I sign in, then tell her we’re going to conduct a little experiment today.  She shushes me as we climb the stairs, saying we don’t want everyone to know our business.  When we arrive at #253, I notice that the blouse she wore yesterday is draped over a chair.  “I’ll hang this up for you, dear.” 
       Hmm, I can’t hang it up because the neck is buttoned.  When I attempt to unbutton it, Janeth cries, “It took me forever to get them buttoned!  If you do that, I’ll have to button them all over again.” 
“But Jan, how are you going to get into it if you don’t unbutton these devilish little buttons?
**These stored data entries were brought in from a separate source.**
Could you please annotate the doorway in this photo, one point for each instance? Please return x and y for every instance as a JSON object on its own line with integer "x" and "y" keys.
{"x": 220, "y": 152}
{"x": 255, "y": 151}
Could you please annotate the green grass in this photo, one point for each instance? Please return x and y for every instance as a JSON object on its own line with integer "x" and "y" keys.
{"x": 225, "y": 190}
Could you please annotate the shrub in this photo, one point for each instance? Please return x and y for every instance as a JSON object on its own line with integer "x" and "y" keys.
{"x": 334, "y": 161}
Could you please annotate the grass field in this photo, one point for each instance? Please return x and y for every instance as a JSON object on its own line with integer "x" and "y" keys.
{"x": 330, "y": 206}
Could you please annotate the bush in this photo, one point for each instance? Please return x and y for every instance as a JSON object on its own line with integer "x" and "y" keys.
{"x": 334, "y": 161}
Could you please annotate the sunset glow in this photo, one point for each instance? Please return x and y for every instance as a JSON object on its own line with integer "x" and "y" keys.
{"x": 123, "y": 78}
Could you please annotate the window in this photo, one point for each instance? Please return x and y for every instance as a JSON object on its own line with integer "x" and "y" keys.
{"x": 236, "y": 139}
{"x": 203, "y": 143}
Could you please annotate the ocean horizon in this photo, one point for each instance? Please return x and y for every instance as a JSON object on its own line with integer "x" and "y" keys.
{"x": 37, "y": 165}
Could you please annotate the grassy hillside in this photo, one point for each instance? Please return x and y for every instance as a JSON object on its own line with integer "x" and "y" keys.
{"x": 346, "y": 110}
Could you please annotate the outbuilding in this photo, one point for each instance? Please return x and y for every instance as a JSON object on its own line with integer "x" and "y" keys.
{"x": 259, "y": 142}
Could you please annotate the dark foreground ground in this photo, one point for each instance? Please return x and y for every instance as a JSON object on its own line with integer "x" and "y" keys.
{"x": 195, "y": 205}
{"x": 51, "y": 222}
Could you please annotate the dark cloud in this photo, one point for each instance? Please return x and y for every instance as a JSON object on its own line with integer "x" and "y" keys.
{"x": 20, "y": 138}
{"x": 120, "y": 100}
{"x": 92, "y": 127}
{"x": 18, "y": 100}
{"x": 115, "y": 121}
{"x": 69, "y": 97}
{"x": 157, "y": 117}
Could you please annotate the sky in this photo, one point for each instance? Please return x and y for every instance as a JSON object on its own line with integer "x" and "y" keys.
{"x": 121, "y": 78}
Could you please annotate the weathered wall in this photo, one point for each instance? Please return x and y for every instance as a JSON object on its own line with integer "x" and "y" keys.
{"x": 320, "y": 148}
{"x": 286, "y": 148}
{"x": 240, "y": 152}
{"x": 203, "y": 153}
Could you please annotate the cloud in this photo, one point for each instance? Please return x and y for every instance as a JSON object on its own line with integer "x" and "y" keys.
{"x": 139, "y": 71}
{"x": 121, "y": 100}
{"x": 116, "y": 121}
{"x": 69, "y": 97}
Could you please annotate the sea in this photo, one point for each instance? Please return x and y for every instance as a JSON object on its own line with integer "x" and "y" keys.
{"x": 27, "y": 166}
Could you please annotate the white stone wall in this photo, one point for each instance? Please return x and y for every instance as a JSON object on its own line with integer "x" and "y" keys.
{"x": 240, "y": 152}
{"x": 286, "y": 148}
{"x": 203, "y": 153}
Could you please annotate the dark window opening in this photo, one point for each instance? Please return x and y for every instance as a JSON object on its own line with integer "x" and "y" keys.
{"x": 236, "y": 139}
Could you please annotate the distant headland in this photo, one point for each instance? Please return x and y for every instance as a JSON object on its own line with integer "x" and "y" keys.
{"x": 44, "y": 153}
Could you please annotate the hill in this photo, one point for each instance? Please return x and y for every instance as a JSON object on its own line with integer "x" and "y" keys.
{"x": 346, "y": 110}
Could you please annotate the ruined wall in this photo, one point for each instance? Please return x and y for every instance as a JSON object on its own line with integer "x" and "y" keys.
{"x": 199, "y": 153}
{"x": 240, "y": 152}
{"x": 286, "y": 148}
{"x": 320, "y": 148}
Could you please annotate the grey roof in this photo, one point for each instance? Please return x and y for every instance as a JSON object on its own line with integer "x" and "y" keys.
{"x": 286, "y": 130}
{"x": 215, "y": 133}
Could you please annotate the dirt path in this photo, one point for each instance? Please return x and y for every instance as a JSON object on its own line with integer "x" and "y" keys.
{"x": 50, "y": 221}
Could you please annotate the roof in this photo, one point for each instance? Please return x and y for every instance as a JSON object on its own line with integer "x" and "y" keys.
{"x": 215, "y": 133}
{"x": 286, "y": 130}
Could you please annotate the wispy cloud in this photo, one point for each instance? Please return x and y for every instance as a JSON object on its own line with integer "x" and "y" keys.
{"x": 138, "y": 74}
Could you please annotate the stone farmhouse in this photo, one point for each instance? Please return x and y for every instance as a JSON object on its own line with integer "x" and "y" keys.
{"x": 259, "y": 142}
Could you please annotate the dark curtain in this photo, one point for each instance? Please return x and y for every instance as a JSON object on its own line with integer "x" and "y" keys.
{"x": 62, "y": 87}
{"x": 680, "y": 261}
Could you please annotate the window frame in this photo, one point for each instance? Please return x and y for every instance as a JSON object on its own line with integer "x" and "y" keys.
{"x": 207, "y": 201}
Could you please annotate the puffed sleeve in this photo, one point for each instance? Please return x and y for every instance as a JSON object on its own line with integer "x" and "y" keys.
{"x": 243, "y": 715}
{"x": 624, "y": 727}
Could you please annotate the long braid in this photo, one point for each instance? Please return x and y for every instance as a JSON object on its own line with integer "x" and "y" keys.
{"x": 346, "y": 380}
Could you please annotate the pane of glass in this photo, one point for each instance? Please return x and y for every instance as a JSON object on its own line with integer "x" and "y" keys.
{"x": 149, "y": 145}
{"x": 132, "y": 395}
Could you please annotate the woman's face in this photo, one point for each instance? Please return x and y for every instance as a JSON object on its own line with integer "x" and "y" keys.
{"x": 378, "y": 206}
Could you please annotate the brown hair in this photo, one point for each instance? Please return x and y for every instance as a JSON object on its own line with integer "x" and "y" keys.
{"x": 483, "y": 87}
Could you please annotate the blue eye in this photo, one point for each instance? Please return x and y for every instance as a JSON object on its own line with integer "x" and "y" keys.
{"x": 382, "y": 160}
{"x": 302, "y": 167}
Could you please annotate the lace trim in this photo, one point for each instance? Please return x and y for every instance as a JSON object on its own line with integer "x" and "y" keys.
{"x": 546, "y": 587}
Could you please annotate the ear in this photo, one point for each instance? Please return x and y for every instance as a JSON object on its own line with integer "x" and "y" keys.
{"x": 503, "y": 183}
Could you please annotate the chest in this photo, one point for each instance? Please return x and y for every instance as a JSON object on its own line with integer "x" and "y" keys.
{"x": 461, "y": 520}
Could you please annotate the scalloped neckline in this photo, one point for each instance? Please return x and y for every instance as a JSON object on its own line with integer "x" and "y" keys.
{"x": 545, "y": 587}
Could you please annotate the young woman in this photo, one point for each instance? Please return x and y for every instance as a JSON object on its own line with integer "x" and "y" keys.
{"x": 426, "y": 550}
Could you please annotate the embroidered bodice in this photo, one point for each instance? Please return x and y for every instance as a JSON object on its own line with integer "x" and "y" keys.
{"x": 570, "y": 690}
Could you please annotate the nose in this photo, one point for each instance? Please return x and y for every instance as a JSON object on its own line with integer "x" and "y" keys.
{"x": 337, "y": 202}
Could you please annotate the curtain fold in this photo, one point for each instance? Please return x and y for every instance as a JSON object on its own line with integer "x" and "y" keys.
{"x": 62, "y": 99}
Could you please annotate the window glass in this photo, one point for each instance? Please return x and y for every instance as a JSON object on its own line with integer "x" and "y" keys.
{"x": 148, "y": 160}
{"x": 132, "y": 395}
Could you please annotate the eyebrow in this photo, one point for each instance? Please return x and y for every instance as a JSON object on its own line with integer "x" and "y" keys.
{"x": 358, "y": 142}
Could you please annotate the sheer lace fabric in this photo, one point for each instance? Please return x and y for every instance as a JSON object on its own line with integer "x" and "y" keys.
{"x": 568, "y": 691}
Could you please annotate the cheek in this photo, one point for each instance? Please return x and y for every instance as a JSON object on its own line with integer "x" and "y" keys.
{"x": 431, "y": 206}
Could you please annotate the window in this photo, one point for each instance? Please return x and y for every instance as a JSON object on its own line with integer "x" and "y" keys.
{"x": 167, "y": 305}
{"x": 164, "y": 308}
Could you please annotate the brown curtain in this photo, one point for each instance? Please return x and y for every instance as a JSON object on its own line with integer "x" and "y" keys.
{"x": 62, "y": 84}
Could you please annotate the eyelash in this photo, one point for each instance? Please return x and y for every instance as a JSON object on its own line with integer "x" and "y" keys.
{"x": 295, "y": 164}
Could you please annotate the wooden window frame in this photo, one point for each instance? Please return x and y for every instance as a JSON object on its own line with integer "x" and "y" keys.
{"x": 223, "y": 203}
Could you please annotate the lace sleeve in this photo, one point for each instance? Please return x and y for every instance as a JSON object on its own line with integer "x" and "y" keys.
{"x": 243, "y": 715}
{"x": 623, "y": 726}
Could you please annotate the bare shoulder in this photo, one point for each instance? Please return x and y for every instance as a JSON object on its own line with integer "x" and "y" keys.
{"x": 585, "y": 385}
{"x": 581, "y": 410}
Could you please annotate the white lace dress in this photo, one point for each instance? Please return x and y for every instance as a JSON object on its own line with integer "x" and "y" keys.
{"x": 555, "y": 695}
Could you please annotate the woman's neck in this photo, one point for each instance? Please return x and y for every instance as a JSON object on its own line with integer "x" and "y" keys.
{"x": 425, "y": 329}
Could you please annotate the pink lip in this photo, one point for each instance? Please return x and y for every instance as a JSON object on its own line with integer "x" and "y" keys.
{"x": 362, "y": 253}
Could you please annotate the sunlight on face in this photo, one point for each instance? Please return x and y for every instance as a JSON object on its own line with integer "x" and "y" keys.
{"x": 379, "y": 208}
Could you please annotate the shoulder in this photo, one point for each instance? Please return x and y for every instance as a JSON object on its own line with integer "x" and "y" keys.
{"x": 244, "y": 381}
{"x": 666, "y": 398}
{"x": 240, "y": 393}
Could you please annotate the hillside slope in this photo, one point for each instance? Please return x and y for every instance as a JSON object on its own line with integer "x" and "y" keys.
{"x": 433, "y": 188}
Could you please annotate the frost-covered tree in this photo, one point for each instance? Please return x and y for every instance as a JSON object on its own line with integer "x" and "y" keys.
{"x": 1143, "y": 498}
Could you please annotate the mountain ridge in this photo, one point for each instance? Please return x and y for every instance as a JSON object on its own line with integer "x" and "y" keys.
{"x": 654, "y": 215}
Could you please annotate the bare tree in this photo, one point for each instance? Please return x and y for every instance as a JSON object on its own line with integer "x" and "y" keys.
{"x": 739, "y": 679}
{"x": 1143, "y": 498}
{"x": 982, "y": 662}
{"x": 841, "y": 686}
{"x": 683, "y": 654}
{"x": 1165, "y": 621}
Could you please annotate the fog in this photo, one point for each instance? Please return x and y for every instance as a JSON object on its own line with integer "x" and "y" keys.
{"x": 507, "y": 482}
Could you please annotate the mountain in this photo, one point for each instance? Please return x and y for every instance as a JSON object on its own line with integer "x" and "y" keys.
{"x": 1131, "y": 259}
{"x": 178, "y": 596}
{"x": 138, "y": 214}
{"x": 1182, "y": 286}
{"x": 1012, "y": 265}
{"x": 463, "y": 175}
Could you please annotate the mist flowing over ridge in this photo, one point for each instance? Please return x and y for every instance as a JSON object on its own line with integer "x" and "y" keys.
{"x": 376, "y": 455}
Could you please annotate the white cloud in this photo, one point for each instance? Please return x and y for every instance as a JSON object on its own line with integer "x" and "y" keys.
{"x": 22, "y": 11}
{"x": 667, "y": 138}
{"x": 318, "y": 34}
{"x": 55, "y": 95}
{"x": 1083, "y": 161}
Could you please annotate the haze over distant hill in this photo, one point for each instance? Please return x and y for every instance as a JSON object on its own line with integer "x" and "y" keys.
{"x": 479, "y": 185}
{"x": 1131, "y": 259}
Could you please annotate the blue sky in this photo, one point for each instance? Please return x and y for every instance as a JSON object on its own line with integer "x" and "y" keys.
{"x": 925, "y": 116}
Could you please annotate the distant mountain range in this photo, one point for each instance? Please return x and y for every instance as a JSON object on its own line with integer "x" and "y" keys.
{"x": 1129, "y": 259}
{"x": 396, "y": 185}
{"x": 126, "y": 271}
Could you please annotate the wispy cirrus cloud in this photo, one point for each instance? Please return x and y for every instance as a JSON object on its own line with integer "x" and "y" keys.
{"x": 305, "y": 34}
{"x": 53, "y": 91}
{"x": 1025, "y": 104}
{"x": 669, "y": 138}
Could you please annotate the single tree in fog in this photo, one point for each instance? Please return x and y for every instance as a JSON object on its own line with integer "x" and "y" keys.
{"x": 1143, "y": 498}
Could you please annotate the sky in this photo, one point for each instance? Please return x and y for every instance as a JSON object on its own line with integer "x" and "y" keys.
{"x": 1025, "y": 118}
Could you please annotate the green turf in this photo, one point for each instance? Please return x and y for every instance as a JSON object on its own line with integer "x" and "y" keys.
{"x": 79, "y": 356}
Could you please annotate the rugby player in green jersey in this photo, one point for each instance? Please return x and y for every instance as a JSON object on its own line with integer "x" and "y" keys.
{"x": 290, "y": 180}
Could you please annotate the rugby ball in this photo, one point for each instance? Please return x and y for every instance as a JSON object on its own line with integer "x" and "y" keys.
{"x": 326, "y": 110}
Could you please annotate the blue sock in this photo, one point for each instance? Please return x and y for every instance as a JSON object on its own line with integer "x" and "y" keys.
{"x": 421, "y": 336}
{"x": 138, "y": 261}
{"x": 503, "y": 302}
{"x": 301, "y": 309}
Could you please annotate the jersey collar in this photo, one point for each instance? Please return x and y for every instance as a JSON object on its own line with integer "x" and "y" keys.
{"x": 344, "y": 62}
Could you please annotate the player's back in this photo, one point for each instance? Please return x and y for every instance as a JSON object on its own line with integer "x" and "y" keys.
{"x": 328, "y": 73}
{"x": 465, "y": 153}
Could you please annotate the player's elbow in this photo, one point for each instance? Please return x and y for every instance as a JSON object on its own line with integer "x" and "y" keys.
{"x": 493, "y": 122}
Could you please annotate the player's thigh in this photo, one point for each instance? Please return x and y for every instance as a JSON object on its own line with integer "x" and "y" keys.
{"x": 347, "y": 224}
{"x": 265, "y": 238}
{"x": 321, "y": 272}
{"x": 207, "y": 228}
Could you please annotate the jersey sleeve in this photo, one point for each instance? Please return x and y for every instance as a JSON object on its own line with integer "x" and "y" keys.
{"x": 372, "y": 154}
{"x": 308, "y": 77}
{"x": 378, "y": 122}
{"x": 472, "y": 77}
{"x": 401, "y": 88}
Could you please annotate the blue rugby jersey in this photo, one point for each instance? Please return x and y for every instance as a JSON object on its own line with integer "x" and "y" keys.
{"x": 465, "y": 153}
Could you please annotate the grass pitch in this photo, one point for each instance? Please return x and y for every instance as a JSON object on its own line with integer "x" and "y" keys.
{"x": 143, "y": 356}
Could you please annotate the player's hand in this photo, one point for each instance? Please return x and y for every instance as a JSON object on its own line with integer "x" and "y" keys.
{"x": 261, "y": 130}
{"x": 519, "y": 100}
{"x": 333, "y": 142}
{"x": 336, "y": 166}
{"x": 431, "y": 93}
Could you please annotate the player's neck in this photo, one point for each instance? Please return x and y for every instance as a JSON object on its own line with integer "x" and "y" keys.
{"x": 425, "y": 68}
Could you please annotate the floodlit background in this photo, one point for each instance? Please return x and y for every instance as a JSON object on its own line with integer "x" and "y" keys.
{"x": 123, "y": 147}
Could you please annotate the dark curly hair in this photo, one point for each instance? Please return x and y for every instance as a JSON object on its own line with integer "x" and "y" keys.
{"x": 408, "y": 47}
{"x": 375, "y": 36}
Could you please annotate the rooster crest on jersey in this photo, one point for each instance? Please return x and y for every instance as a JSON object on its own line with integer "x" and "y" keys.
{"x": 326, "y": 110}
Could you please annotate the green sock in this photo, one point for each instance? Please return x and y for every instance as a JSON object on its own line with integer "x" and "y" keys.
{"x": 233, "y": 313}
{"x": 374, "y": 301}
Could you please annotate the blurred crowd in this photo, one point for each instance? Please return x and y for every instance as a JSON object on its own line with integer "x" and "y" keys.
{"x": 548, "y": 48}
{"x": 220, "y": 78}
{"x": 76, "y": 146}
I can’t even put it on a hanger if it isn’t unbuttoned.”
I continue working at this task, and she’s right, it’s very difficult to squeeze the buttons through their two tiny loops.  I do have a bridge game waiting in Norwell, and I don’t have forever to unfasten the damn buttons.
       “If I were you, I’d leave this blouse unbuttoned the next time you wear it.”       
       “I can’t do that because the opening is in the back.”  This is true, I note, reading the label. 
“Sweetheart, I don’t know how you ever managed to put this blouse on yesterday for the party.  Especially with the buttons on the back.  It makes my neck ache, just thinking about it.  Linda didn’t realize how hard this would be for you.   We’ll donate it to the free table.”
       Janeth objects passionately.  “If we keep giving all my new clothes to Linda, I won’t have anything left!”
“Okay, I’ll think of something.”  I hang the miserable blouse in the closet, resolving to bring a couple of somethings next time, to stretch the buttonholes.  Colored pencils might do.
       “Now,” I announce, “we’re going to conduct the experiment.”  I pick up the small white stool and the CVS skin lotion next to the door and bring them to the window’s ledge.  I want my sister to be able to see these objects when we go outside. 
       ‘Look,” Jan says from her bedroom.  “Look what I did to this window, so you can see which apartment is mine.”  She has somehow succeeded in hanging a couple of large, colorful papers between the screen and the window.  For a sister who’s losing her memory, she’s amazingly well prepared. 
       I open both sets of curtains, put the stool and the skin lotion back by the door, and we set out.  As we exit the side door on the first floor, Jan says, “Be careful.  Make sure we don’t get locked out.” 
       Getting locked out is one of her many fears.  I turn the handle to show her that the door is unlocked.
       We walk toward the golfing green, and then she puts her hand out to stop me.  See, Barbara?” she says triumphantly, pointing to her bedroom window. 
“Yes, I see, Janeth, but can you see into your closet?  Do you notice how black it is in your apartment and all the other ones?” 
       “If I stood in front of the window in my bra and panties,” she says, “you and everybody else would be able to see me easily enough.”  
So don’t do that, I say.  As we walk back to the side door, I observe that people on the first floor may have an issue with privacy. 
“We can see a figure moving around in that apartment over there, but it isn’t distinct enough to tell whether it’s a man or a woman.” 
Jan says she would never want to live on the first floor. 
       I repeat Kathie’s opinion:  “If you want to live in a darkened room, it’s your choice.  I promise I’ll never bug you about it again.”